One of Vrchlický's greatest works is his dramatic 400-page poem Bar Kochba (1897). This was translated into German, as was his comedy Rabínská moudrost ("Rabbinic Wisdom," 1886), based on the life of R. *Judah Loew of Prague. Samson is the hero of a dramatic Trilogie o Simsonovi (1901), one part of which was set to music by J.B. Foerster. He translated many important poetic works from French, Italian, German, English, Spanish, and Portuguese into Czech. Vrchlický also translated into Czech many poems on Jewish themes by great foreign authors.

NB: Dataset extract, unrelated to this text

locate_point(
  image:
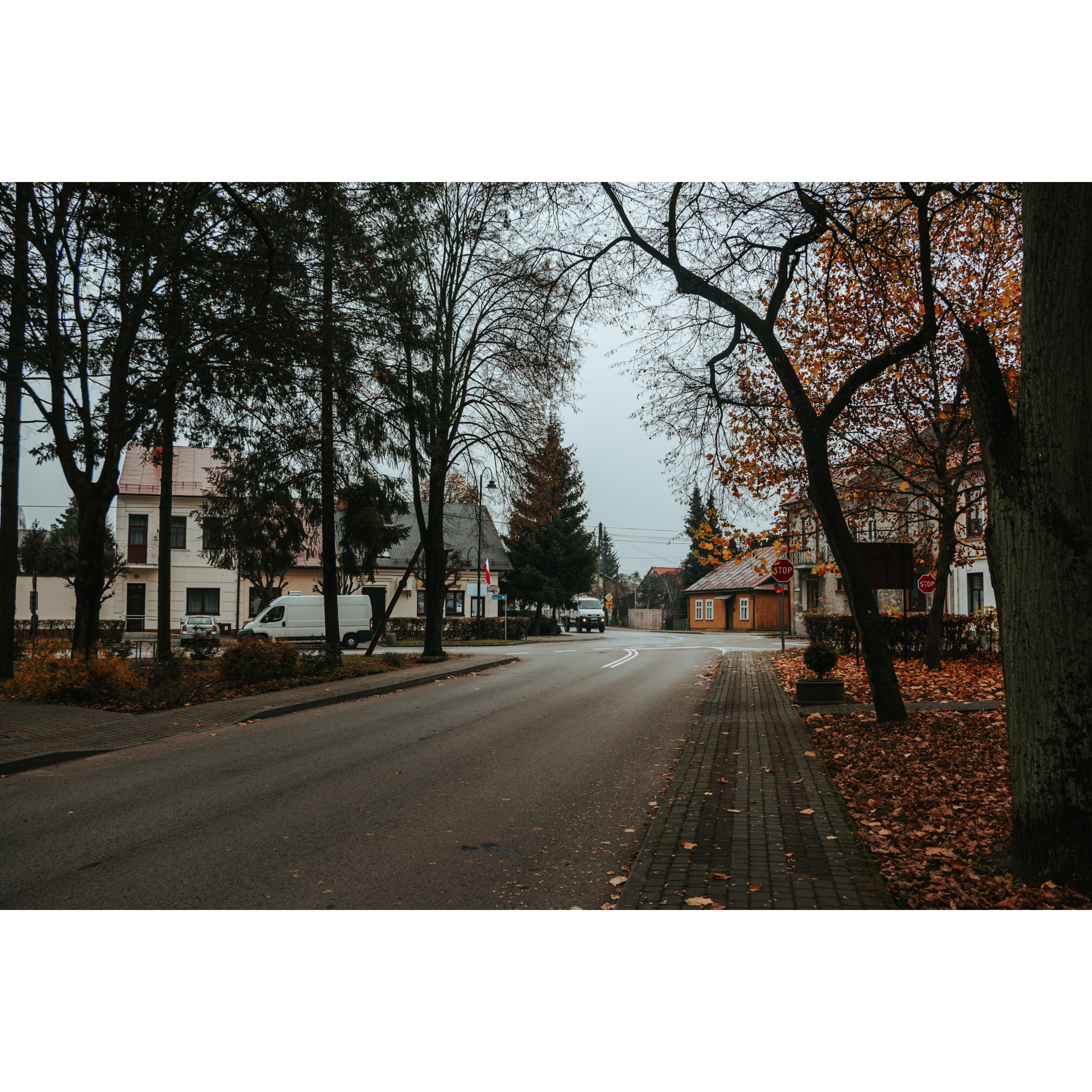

In addition to *Byron's Hebrew Melodies, Vrchlický published translations of poems by *Judah Halevi and Ibn *Gabirol, and Morris *Rosenfeld's Songs of the Ghetto. To Rosenfeld he also dedicated two poems and an essay, Básník žargonu ("The Poet of Jargon," 1906). Vrchlický's Czech translations of the Hebrew poets were based on Selig Heller's German renderings, those from Rosenfeld's Yiddish on the English version by Leo Wiener. Vrchlický's Bar Kochba was translated into Hebrew by Abraham *Levinson. For a time, Vrchlický was a member of the Austrian parliament's Upper House. While practically all histories of Czech literature written before World War ii state that Vrchlický was of Jewish origin on his father's side, later studies reject this claim and the formerly accepted theory of Vrchlický's Jewishness seems now to be at least disputable.
bibliography:
F.X. Šalda, Duše a dílo (1913); F.V. Krejčí, Jaroslav Vrchlický (1913); Weingart, in: Sborník společnosti Jaroslava Vrchlického (1917); O. Donath, Židé a židovství v české literatuře 19. století (1923); P. Váša and A. Gregor, Katechismus dějin české literatury (1925). add. bibliography: A. Mikulášek et al., Literatura s hvězdou Davidovou, vol. 1 (1998); J. Hrabák, Dějiny české literatury iii (1961); Slovník českých spisovatelů (2000).